- Born: November 2, 1917 New York City, U.S.
- Died: January 26, 2010 (aged 92) Mystic, CT
- Area: Cartoonist
- Notable works: The Captain and the Kids
- Spouse: Mary Dirks ​ ​(m. 1954; died 2004)​

= John Dirks (cartoonist) =

American cartoonist and sculptor

John Dirks (November 2, 1917 – January 26, 2010) was an American cartoonist and sculptor.

== Family ==
Born in New York City, John was the second child of cartoonist Rudolph Dirks (1877–1968), original creator of The Katzenjammer Kids and The Captain and the Kids. His older sister, Barbara, was born in 1914.
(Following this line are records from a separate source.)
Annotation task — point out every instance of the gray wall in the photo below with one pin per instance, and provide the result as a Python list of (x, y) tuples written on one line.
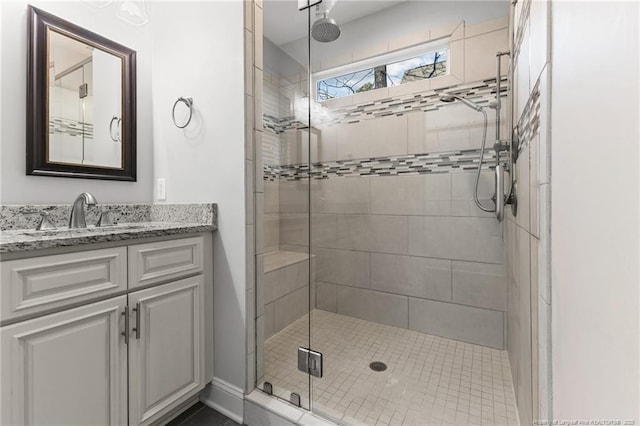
[(527, 233)]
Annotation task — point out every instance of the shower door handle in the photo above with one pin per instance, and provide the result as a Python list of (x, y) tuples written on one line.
[(499, 193)]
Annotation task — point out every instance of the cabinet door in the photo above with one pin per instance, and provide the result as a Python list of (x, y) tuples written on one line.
[(166, 351), (68, 368)]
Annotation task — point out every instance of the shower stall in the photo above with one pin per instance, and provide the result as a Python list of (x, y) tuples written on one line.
[(381, 288)]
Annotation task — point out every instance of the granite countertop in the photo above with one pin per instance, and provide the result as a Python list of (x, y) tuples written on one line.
[(165, 220)]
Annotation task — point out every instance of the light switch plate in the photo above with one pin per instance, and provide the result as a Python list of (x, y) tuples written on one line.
[(161, 192)]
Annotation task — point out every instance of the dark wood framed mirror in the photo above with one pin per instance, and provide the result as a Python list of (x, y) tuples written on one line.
[(81, 102)]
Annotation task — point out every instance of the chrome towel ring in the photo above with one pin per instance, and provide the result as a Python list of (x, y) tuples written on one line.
[(189, 103), (116, 120)]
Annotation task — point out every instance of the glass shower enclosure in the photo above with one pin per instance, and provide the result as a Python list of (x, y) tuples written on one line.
[(381, 295)]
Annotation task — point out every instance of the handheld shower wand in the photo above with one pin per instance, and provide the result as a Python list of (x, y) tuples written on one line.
[(449, 97)]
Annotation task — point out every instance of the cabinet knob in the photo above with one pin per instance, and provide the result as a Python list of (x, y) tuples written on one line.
[(125, 333)]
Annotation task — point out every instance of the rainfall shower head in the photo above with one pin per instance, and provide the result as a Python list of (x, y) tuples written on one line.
[(325, 30), (448, 97)]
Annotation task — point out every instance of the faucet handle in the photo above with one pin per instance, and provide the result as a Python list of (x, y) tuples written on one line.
[(105, 219), (45, 220)]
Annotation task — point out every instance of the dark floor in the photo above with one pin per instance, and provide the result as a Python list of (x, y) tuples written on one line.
[(201, 415)]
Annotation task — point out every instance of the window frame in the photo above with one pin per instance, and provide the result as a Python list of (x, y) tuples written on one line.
[(383, 59)]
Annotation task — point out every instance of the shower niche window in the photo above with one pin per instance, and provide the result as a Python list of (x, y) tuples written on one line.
[(415, 64)]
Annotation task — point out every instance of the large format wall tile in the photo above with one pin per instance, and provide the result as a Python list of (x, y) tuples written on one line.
[(290, 308), (373, 306), (345, 267), (411, 276), (470, 324), (294, 229), (271, 197), (338, 195), (450, 128), (383, 234), (479, 63), (326, 298), (479, 284), (458, 238), (428, 194), (271, 231), (294, 196), (285, 280), (380, 137)]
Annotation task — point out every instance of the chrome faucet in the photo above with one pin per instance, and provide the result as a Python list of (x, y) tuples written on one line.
[(77, 220)]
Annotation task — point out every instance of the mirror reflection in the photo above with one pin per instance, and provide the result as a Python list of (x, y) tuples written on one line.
[(85, 104)]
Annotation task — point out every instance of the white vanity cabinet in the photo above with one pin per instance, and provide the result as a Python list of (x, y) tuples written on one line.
[(166, 349), (67, 368), (133, 355)]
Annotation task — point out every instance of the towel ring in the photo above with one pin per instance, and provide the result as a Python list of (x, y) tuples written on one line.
[(189, 103), (117, 120)]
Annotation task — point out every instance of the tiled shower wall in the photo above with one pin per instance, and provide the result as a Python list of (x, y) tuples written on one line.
[(400, 241), (528, 232)]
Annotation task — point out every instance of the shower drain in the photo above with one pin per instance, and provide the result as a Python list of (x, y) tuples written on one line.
[(378, 366)]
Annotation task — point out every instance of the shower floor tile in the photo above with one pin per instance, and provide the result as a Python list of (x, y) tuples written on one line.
[(429, 380)]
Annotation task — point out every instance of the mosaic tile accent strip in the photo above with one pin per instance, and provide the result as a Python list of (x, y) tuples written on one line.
[(58, 125), (412, 164), (430, 380), (529, 124), (481, 92)]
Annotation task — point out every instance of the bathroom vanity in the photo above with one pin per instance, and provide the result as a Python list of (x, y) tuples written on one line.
[(105, 326)]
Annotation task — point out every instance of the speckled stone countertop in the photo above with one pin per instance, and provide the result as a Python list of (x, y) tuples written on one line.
[(131, 222)]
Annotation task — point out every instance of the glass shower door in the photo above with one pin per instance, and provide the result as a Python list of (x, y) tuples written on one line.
[(284, 268)]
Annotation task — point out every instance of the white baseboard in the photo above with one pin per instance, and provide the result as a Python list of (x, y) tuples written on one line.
[(224, 398)]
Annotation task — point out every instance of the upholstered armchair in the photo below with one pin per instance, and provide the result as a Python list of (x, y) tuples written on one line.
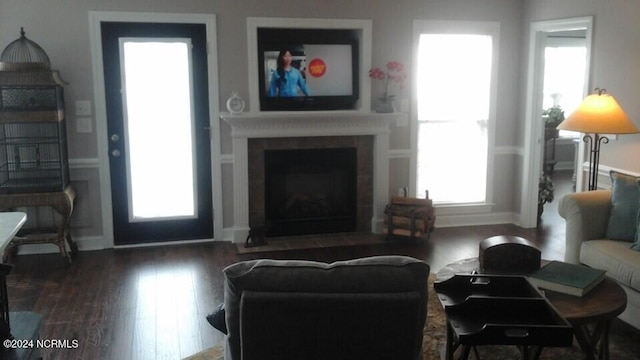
[(368, 308)]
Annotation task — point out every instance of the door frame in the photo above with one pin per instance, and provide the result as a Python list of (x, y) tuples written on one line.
[(96, 18), (533, 129)]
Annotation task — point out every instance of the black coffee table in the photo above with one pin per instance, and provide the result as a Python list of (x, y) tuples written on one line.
[(590, 315)]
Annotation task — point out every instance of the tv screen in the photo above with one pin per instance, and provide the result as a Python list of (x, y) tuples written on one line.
[(307, 69)]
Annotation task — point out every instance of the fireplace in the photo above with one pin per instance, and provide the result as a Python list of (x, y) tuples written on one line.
[(255, 133), (310, 191), (307, 174)]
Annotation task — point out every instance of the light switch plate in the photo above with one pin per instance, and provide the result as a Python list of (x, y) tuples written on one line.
[(84, 124), (83, 108)]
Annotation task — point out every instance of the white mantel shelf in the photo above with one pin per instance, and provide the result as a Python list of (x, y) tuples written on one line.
[(329, 123), (302, 124)]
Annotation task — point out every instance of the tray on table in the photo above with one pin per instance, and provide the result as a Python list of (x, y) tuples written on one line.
[(501, 310)]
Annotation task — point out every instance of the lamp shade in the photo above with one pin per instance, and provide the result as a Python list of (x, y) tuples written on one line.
[(599, 114)]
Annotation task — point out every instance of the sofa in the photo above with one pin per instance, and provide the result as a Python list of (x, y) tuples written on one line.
[(598, 237), (366, 308)]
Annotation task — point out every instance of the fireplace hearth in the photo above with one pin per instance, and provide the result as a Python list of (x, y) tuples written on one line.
[(310, 191)]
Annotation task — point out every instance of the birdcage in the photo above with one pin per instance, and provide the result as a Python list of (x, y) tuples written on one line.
[(33, 137)]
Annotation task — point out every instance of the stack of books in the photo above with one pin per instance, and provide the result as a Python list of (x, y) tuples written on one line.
[(571, 279)]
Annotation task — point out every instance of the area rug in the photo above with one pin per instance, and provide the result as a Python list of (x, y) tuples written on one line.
[(624, 341)]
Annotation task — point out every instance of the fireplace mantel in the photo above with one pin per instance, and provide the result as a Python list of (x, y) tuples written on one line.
[(304, 124), (295, 124)]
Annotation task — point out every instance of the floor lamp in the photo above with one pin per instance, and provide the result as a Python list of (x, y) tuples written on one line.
[(598, 114)]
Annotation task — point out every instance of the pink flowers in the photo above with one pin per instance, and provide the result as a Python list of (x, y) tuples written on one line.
[(394, 73)]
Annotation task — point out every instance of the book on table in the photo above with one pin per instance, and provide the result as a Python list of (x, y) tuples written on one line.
[(571, 279)]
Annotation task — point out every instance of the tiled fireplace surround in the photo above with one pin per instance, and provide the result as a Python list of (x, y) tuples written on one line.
[(254, 133)]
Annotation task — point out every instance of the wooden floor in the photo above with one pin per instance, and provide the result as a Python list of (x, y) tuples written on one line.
[(150, 303)]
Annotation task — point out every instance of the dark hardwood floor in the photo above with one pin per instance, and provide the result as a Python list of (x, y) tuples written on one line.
[(151, 302)]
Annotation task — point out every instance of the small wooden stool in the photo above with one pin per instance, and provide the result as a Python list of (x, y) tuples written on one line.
[(409, 217)]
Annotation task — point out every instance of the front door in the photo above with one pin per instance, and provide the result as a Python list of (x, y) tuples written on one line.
[(157, 116)]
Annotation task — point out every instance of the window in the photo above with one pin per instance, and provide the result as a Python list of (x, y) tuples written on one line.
[(454, 114)]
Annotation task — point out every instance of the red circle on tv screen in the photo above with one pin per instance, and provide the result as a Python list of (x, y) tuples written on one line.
[(317, 67)]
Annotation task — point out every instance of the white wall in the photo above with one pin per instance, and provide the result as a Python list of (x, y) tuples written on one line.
[(61, 28)]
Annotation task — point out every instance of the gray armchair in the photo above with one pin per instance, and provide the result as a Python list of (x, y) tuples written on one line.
[(369, 308)]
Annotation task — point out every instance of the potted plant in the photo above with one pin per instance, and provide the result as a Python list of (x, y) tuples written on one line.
[(394, 73), (545, 192), (553, 116)]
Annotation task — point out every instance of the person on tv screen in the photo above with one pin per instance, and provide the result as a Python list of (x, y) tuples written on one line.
[(286, 80)]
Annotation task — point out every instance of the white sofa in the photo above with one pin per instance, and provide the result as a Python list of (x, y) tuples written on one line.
[(587, 215)]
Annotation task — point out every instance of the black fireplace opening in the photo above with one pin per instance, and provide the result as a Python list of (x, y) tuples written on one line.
[(310, 191)]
John was married to Mary Dirks from 1954 to her death in 2004.

== Career ==
John Dirks studied English and fine arts at the Yale University where he took his degree in 1939. After serving in World War II, he began to assist his father on the comic strip The Captain and the Kids in the 1940s, taking over the strip around 1955. However, John would not sign the strip until after his father's death in 1968. He modernized the strip, introducing new characters and elements of science fiction in the stories. He wrote and drew the strip until it was cancelled by United Feature Syndicate in 1979. (His father's original strip, The Katzenjammer Kids, continued to be drawn by other artists until the early 2000s.)

After retiring from cartooning, John Dirks became an avid sculptor, installing numerous fountains at various places in the world.. He died in Mystic CT in 2010 of a heart attack at age 92.